SERVICE AND SOLITUDE
by Emil R. Kopp
English 5a
October 31, 1947
It was one of those foggy gray, deathlike still mornings in Greenland. It was APO 858, on that second largest isle that most of us usually just see as a strange far-off place on a map. Just as, I remember, I used to think of it in my old geography back in school; never dreaming someday I’d be there playing my little part in one of the greatest and most important dramas this old world has ever seen.
The many months of training in the states, the long cold novelty voyage on the transport, the stop at Halifax and Newfoundland, all seem long ago and dim in my memory.

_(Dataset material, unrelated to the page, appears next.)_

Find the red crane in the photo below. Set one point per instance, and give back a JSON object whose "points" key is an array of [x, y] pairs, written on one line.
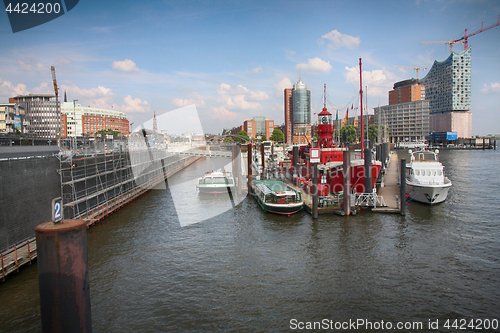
{"points": [[464, 40]]}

Only the constant dread of a torpedoing, standing on the cold dark deck, staring at the mountainous rollers of the sea during the many alerts, and the deep rumbling and shaking of the depth charges from our corvettes stand out as actualities!
But it was all real for there I was and had been for eight long months in that land where time doesn’t begin nor end. Eight months of delayed mail, GI’s, Skimos, a few Danish male civilians, but never a white woman!
It was December ‘43, a few days before Christmas. I was to get an early start on my all day trip down the fjord. I was to go alone in my open Navy liberty type boat designated J-308 by the Army Transportation Corps. The fjord would be frozen solid in another week and this was to be my last trip by boat until the spring thaw. One Air Corps weather station, Narsak, fourteen miles distant; another Simiutak, and a Navy outpost Gamatron, both at the mouth of the fjord on the rocky coast of the Atlantic and about thirty-five miles beyond Narsak; all needed a few more supplies and rations for their Christmas dinners. Though a trip down those desolate wild fjords was always a sort of an adventure, I looked forward to it with a heavy heart. Bundled in layers of wool clothing and covered with a heavy alpaca parka didn’t keep one warm long standing at the tiller in an open boat getting the brunt of the icey knifelike winds that sweep up from the Atlantic and off the ice caps and swirl through those valleys of water!
I started the powerful diesel engine, rechecked again my list of supplies and fuel, made sure my ever important bilge pump was intact, cast off, went slowly around the dock and a sleeping freighter, passed smaller craft and out into the mile wide fjord.
The vibration and noise of the diesel is ever present and quite annoying to most of the passengers I usually carried but I had long ago ceased to notice it–it seemed to be quickly carried away by the wind.
The monotony of such a trip is broken by a constant alertness avoiding the thousands of small ice flows and the many icebergs that break off from the glaciers that inch into these fjords. Some of these bergs are huge mountains of snow, most are solid ice beaten by the wind into grotesque shapes like huge monsters and it’s quite a diversion comparing them with various animated things. Yet, all of the are objects of wonder and beauty, especially the deep beautifully colored blue ones. I’ve never once heard of an explanation for their color but they are like big blue gems; the color of turquoise. They are the hardest frozen of all, like steel, and a .30 Calibre rifle bullet does not penetrate them more than a few inches.
As you go down those waters the high jagged snow covered mountains are always there and seem to be pressing in from each side. However, one can’t deny their breath taking beauty with many of their lofty summits hidden in the clouds!
The thin clear air of the North gives one a false perception of distance, especially on the water, a mountain of berg that appears several miles distant may very well be twenty-five miles away. And, even though you may go along eight to ten knots an hour, you never seem to get anywhere. You set a certain distant berg as your next destination and it takes hours to reach it.
After an hour the fog suddenly lifted from the surface of the water and a bright blinding light reflected from the mountains, the water and the ice. The sun itself couldn’t be seen but its rays penetrated the haze.
Grade: A-
Teacher’s comments: Very well written. You leave your reader, however, with a sense of incompleteness. You had only started your trip when bingo–end of composition.